Tras distintos acuerdos en tribunales y organismos judiciales en búsqueda de una vuelta de página que vuelva a poner al Poder Judicial en su función inicial,
el último cuatrimestre del año sumará otra decisiva elección que podrá darle firmeza a este postulado: la salida de Carlos Rosenkrantz de la presidencia de la Corte Suprema de Justicia de la Nación.
La idea de un regreso de Ricardo Lorenzetti a la presidencia de la máxima magistratura es una idea que comparten operadores judiciales ligados al Gobierno nacional como al propio Horacio Rodríguez Larreta. Lejos del acuerdo por remover al Procurador Eduardo Casal, la presidencia de la corte pareciera encontrar acuerdos más rápidos de efectuarse.
Pero este partido no quiere perdérselo nadie. Emiliano Yacobiti -dueño de un pedazo de poder de la Ciudad de Buenos Aires en nombre del radicalismo y el mundo universitario- al igual que Cristian Ritondo, el chico de la Oculta devenido en espada legislativa,
presentaron un proyecto en el Congreso "para regular la presidencia de la Corte" el cual fue rápidamente tidlado de inconstitucional.
Con esta movida buscaban que la presidencia de la CSJN quede en manos de quien ostente "la mayor antiguedad", mote que hoy le cuadra a Juan Carlos Maqueda.
Que el Congreso dicte algo que está fijado en el artículo 113 de la CN que es que la corte dicta su reglamento interno pareciera estar lejos de una República con división de poderes como la que suele pregonar Juntos en sus consignas electorales.

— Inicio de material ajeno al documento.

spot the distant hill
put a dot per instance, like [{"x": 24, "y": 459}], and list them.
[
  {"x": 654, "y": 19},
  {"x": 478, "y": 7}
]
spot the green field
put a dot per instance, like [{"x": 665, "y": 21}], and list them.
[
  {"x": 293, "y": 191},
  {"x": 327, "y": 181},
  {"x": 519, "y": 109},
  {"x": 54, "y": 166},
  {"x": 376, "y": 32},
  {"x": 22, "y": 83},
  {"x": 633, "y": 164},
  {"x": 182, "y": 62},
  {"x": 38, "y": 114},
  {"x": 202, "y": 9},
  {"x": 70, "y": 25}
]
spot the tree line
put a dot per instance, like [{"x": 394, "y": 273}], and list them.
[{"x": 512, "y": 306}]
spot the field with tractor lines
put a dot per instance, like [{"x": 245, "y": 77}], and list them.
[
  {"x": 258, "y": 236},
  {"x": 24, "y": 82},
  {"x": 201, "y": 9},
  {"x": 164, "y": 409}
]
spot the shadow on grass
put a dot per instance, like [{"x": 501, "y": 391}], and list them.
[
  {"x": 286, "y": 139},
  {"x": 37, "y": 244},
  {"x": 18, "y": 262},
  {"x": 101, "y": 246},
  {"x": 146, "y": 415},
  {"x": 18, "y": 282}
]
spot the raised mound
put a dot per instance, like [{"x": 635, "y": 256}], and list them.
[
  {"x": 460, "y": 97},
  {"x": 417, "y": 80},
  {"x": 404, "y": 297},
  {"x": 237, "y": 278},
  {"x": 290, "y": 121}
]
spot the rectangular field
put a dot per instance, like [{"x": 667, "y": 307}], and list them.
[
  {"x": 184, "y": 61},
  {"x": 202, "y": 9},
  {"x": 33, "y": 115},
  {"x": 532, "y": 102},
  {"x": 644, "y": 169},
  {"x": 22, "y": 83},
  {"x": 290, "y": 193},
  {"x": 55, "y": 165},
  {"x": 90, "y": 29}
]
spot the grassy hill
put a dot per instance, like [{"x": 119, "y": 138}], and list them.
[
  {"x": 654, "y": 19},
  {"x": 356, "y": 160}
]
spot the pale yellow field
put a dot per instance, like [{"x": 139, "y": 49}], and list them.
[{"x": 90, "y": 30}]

En ese panorama hay que observar cómo se corta el pescado en casa propia. Elena Highton de Nolasco mantiene su bajo perfil luego de estirar su cargo pese a haber cumplido los 75 años. Maqueda dice que la circulación de su nombre se basa en operaciones para tapar las negociaciones de los que si están jugando por la presidencia. Así todo se reduce a un trinomio que en disidencia se manejó estos años como tire y afloje.
Horacio Rosatti, exministro de Néstor Kirchner pero puesto a dedo y salteando al Congreso por Mauricio Macri, es el que durante su mandato jugó en tándem con Ricardo Lorenzetti. El rafaelino lejos de sus deseos políticos de otros tiempos sabe que volver al centro pese al apoyo político podría colocarlo en la línea de fuego mediática.
Por eso como lo dijo Jorge Asís esta semana, todo indica que será Rosatti el reemplazante de Rosenkrantz en la presidencia. En los pasillos de tribunales nadie quiere adelantar nada, está claro que más allá de quien presida los acuerdos entre estos miembros deberán ser parte del trabajo que tendrá la CSJN para hacer lo que debe: impartir Justicia.